Friday 11 February 2011

two very different plays about climate change share some things in common

"Climate change drama is the new growth industry", writes Michael Billington in today's Guardian. Well, about bloody time.

Greenland opened at the National on 1 February, and Richard Bean's The Heretic opened at the Royal Court last night. They couldn't be more different.

Greenland has four authors, multiple storylines and an anxious desire to reflect the range of positions people have taken on the subject. The Heretic is the work of one author, its science is about as plausible as its plot-line, but it's got some great characters and some very funny jokes.

If the two plays are similar at all, it's in what they don't achieve.

Neither play catches the intensity of feeling that surrounds these issues in the developing world.

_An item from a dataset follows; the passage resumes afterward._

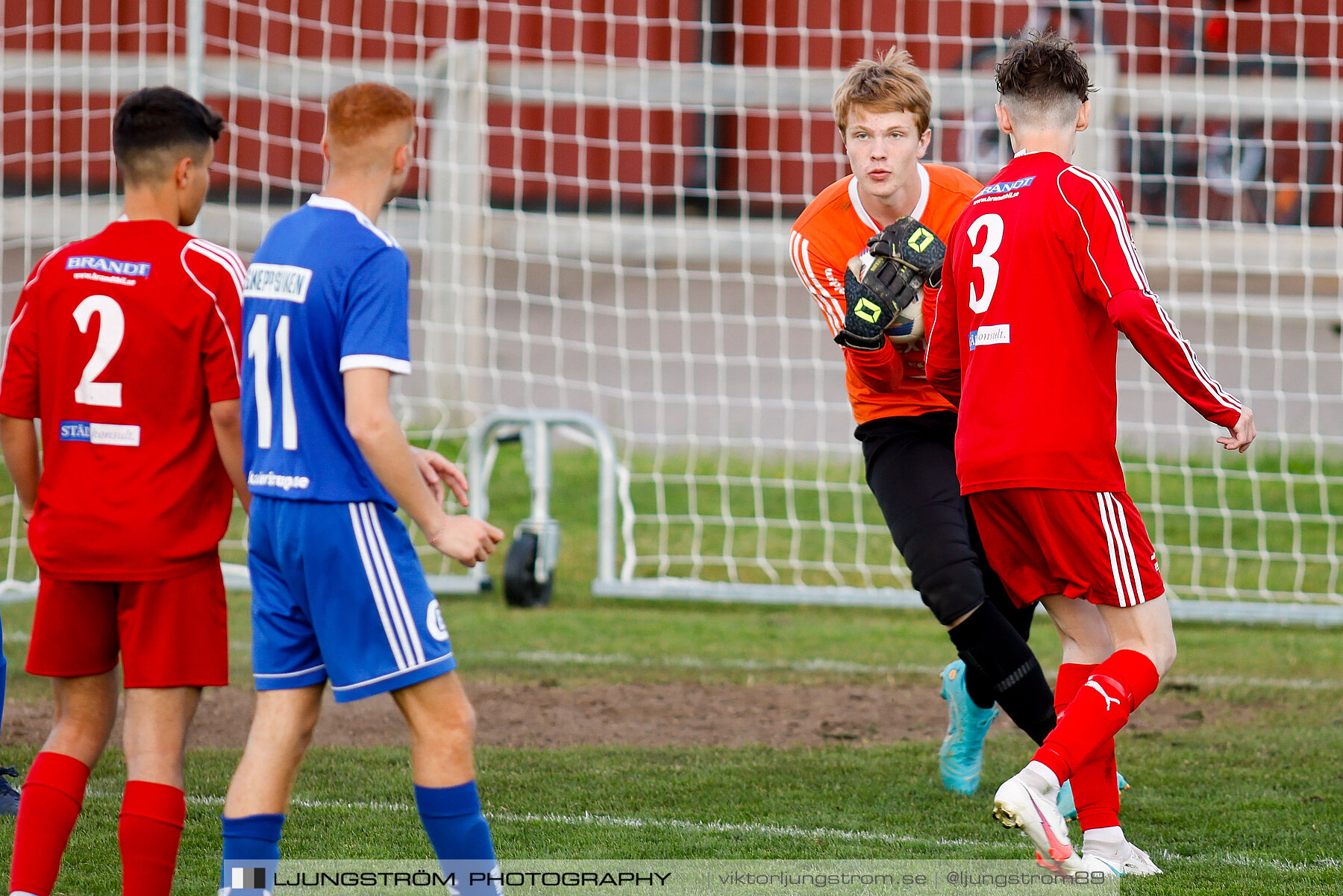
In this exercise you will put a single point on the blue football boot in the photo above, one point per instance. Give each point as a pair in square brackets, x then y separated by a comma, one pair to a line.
[962, 755]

They are Eurocentric, when understanding how one half of the world impacts on the other is central to the subject.

Nor does either play give a genuine sense that the news contained within the IPCC reports changes our view of the world, and our place in it. The reports do this, and they do it as profoundly as Galileo stating that the earth revolves around the sun or Darwin stating that all species of life have a common ancestry.

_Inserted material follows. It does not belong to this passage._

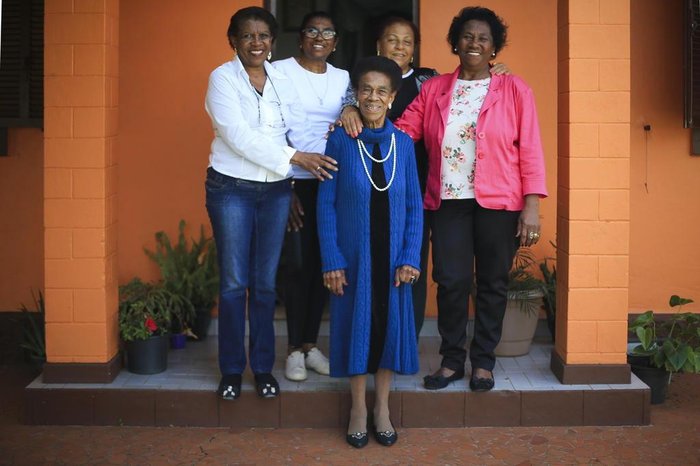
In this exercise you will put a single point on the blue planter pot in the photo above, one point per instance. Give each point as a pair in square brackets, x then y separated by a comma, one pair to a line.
[147, 356]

These are ideas that can't be speedily researched by playwrights. They raise large philosophical and ethical questions. (The first report was published in 1990, so we've had 20 years to think about it.) But the ideas have to be lived with, experienced and internalised.

At the moment it feels as if playwrights are reacting to the journalistic noise around climate change. When the deeper ideas do emerge in plays, and these ideas inform the actions of the characters, the immediate subject of the play may not even be climate change.

Pic: Johnny Flynn in rehearsals for The Heretic.